I'm always at the heart of these talks. We went to the meetings. Clay managed his rehab better because he didn't fall into many of the familiar pitfalls. Clay had it bad but not catastrophically so. If it was just weed or coke... This might be a different story. Gateway drugs. I know he did speed. I know pills that were handed around like candy were involved. He's told me, and it terrifies me even he doesn't know what most of them were. Awful enough to leash him to them, a dependency that rotted away at him. He suffered from withdrawal and that next fix was that much harder to find because he didn't have an easily accessible network of people he could turn to for drugs after we finished school.
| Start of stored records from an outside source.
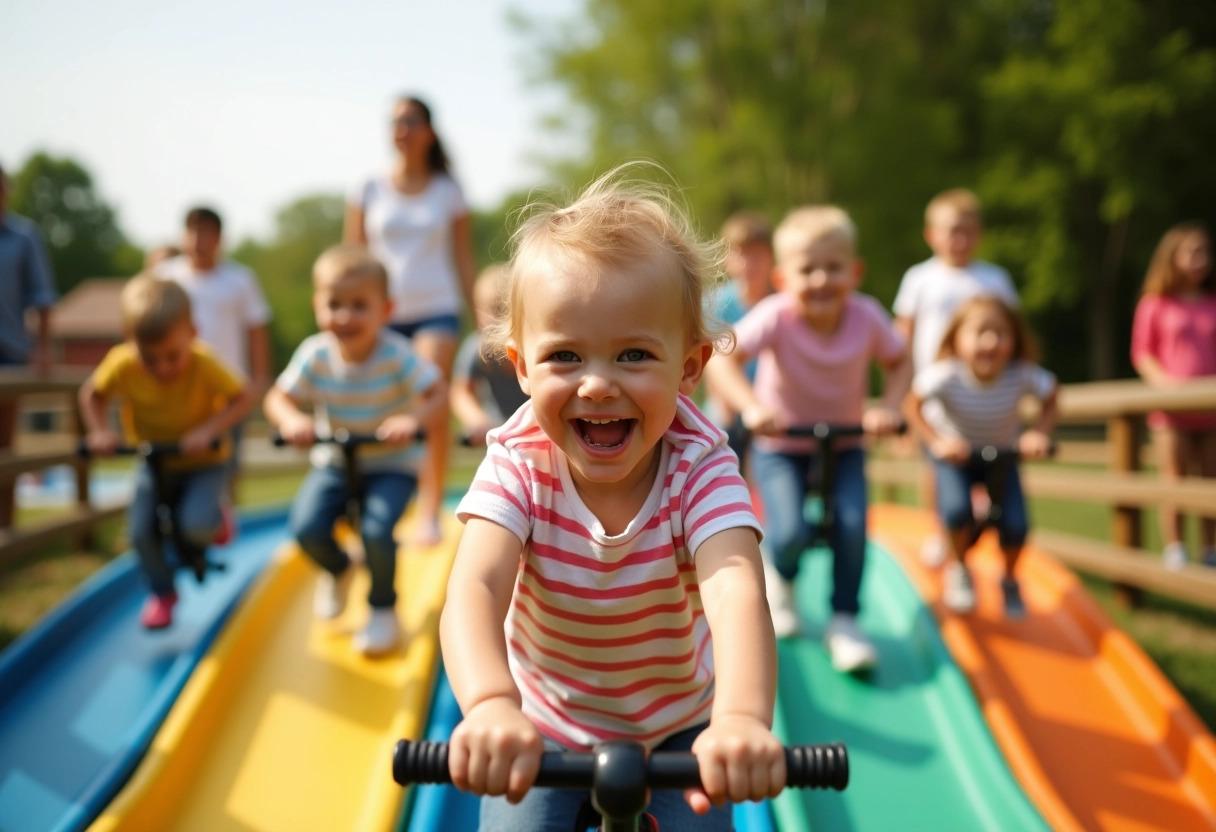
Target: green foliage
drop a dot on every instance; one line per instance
(1085, 127)
(283, 266)
(82, 232)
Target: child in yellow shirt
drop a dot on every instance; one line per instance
(172, 391)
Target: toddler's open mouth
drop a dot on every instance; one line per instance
(603, 432)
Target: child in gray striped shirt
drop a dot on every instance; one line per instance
(984, 367)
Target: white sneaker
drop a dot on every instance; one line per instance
(957, 591)
(1175, 556)
(781, 602)
(933, 551)
(381, 634)
(331, 594)
(849, 647)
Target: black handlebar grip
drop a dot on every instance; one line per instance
(420, 762)
(817, 766)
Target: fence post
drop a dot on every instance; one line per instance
(1124, 437)
(83, 465)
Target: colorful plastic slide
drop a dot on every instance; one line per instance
(1095, 734)
(283, 726)
(83, 692)
(921, 755)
Less than a handful and I kept him far from all of them. Not like he had the money. It was months before he started doing small gigs and in the meantime, his mum had hidden anything of value that could be sold. A precaution. He hated that but he understood she meant well.

Fuck, it was scary at times but he didn't show the signs. He was always accounted for and our little post-high-school celebratory-holiday to Sicily proved he was at a place of contentment.
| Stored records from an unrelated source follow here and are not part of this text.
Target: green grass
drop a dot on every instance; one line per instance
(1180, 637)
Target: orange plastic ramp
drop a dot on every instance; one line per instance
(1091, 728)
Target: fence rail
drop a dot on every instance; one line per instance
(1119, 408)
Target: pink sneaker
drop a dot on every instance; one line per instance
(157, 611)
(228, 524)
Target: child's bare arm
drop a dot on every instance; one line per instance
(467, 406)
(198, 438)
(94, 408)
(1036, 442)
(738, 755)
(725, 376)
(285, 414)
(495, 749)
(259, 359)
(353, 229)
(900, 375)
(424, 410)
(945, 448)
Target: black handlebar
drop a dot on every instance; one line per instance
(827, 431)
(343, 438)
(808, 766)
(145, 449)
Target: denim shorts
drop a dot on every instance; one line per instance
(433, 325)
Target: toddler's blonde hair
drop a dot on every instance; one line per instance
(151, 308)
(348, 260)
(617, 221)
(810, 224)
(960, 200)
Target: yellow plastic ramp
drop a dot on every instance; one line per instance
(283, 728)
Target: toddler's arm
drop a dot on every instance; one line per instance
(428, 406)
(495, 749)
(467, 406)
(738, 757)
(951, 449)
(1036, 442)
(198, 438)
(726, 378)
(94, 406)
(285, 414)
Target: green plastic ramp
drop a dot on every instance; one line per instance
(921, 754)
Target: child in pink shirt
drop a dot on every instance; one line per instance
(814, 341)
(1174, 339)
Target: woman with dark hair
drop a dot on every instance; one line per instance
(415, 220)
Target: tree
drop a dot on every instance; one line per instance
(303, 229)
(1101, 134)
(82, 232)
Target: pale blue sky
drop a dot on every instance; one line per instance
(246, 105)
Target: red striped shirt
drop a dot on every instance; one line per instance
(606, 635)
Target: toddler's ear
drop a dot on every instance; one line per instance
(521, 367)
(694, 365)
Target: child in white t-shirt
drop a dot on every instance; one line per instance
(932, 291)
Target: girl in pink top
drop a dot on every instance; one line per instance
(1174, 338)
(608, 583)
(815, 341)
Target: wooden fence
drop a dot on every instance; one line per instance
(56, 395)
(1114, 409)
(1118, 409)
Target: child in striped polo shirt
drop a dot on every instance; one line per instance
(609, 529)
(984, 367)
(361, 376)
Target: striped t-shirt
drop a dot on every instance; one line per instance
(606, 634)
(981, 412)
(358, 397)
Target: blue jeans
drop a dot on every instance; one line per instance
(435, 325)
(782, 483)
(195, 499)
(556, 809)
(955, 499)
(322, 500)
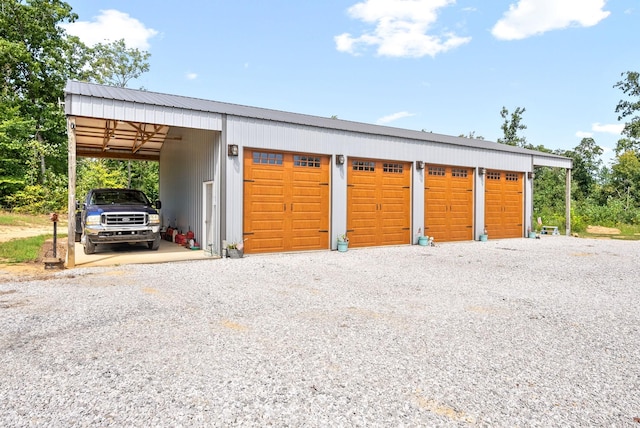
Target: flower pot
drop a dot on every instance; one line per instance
(234, 253)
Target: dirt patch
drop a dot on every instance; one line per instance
(601, 230)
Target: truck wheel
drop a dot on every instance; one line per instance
(89, 247)
(155, 244)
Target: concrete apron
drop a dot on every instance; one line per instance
(123, 254)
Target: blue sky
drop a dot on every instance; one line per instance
(444, 66)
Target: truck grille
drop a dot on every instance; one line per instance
(124, 219)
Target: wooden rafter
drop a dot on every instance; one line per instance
(142, 135)
(109, 132)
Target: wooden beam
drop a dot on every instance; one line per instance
(111, 154)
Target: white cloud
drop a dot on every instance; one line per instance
(615, 128)
(584, 134)
(531, 17)
(112, 25)
(393, 117)
(400, 29)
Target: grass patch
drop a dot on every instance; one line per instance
(628, 232)
(14, 219)
(22, 250)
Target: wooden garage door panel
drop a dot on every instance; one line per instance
(286, 202)
(504, 204)
(378, 200)
(449, 203)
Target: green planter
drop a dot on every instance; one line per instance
(234, 253)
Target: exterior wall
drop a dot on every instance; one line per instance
(278, 136)
(184, 165)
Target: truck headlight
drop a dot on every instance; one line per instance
(93, 220)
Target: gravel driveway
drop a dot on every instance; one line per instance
(520, 332)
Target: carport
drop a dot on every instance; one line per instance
(106, 122)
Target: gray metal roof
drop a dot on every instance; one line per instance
(201, 105)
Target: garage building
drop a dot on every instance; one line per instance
(284, 181)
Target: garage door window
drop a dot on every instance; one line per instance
(437, 170)
(364, 166)
(459, 172)
(267, 158)
(394, 168)
(308, 161)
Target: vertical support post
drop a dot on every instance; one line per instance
(71, 203)
(568, 202)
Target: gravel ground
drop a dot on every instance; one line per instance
(520, 332)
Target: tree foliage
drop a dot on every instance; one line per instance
(630, 86)
(116, 65)
(37, 57)
(511, 127)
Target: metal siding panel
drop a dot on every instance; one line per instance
(184, 166)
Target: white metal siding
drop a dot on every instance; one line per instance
(270, 135)
(184, 166)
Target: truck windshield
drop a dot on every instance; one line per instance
(128, 197)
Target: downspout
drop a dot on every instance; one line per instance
(223, 183)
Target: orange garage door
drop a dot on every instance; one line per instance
(504, 204)
(448, 196)
(286, 202)
(379, 203)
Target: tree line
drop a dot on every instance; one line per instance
(37, 57)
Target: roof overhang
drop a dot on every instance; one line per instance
(117, 139)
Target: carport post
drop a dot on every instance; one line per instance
(567, 202)
(71, 206)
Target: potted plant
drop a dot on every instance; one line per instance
(484, 235)
(235, 250)
(343, 242)
(423, 240)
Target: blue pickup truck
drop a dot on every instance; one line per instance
(110, 216)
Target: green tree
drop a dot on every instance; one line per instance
(630, 86)
(511, 126)
(587, 168)
(115, 65)
(36, 59)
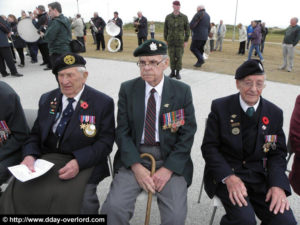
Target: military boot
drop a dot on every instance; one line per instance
(172, 74)
(178, 77)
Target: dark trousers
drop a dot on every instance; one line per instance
(245, 215)
(6, 57)
(141, 40)
(242, 47)
(121, 40)
(45, 54)
(100, 39)
(81, 39)
(21, 55)
(33, 49)
(197, 48)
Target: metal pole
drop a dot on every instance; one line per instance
(233, 35)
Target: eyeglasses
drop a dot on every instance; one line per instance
(152, 63)
(249, 84)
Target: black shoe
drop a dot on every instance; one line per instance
(178, 77)
(17, 74)
(172, 74)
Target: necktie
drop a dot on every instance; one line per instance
(250, 111)
(67, 114)
(149, 138)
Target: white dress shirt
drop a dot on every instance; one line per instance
(157, 96)
(65, 103)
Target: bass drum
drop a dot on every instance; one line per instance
(112, 29)
(113, 44)
(27, 30)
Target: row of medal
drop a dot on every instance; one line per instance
(173, 120)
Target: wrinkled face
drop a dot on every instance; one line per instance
(251, 88)
(152, 68)
(71, 81)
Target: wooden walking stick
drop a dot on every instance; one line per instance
(153, 165)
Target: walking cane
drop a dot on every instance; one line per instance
(147, 219)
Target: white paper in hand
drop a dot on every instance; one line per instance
(22, 173)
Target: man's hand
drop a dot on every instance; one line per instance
(70, 170)
(237, 190)
(278, 198)
(29, 162)
(161, 177)
(143, 177)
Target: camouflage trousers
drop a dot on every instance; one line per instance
(175, 54)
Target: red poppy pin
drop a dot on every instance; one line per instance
(265, 120)
(84, 105)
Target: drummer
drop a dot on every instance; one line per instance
(141, 131)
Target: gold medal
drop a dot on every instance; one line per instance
(235, 131)
(89, 130)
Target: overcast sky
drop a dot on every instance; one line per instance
(274, 13)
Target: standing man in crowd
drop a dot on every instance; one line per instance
(5, 51)
(143, 103)
(176, 34)
(13, 130)
(78, 26)
(141, 26)
(118, 21)
(58, 35)
(41, 25)
(200, 26)
(244, 149)
(100, 25)
(290, 40)
(221, 31)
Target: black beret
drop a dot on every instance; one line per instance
(250, 67)
(66, 61)
(151, 47)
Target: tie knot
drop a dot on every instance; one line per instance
(250, 111)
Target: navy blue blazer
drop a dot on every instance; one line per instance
(88, 151)
(223, 151)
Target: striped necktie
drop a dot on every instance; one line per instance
(149, 138)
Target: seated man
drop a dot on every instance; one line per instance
(13, 130)
(244, 149)
(156, 116)
(74, 130)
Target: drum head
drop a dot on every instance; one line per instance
(112, 29)
(27, 30)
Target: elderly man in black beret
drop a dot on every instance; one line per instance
(155, 119)
(75, 131)
(244, 149)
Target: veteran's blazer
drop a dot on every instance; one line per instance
(175, 146)
(88, 151)
(222, 148)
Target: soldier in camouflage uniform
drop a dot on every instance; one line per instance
(176, 34)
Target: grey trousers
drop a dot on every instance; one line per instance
(288, 56)
(120, 202)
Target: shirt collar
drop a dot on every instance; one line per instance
(77, 97)
(158, 88)
(245, 106)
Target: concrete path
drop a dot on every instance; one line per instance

We still played it by ear and his mum took him to regular meetings and I tagged along for a lot of those. He hated having to go those first few weeks. Kept insisting he didn't need them. I sided with his mum and he took a fist to my heart when he replied bluntly that he had me. Like fucking hell! He shared everything with me. Every craving, dizzy spell, migraine, his weakest and darkest moments, how desperate he was to reclaim a little of that bliss even if his life was finally back on track. Some nights were the absolute devil. He'd sob and hit things, throw pillows and go the whole mile. He'd always come back to my arms. As his face crumpled and his sobs became strained, snivelling enough to shatter my already bruised heart, he told me to give up on him. I never did.

First, it was fifty days. Then a hundred. The closest scare we got then was when he was staying over at my place and he told me not to let him out of his sight. I asked what he was planning. He said he didn't know. I guess maybe he was worried he'd nick some of mum's jewels and sell them but Clay's control was a hell of a lot better than it was half a year before that. Anyway, it worked out well because I just got to hold him in bed. He was a mess, shivering, then sweating, then finally breathing quickly. Then quiet. He guided my hands down. Our hormones got the better of us. As they usually do. 

We got around to two hundred and things were looking amazing. He stopped going to meetings, but he promised to text or call if he was ever bad enough to relapse. Thank god I never found him with a bottle of pills or a needle in his arm. I didn't have to track him down to known haunts or go to the police. Anything he had to say, he'd say to me. Clay was kickass.

So who...?

Clay hangs up, no love you, just a tired goodbye and I narrow my eyes further as he spins to face me. I keep deathly still. Clay stands there, the morning light casting him in shadows. I can't see his face. He puts his fingers to his mouth, chewing at his thumbnail. He's wearing a beige turtleneck and his frizzled blond curls are golden in the sunlight. I want him so bad, just to hold him close. The pain of yesterday hits me like a fucking train, a grim reminder. So I say nothing.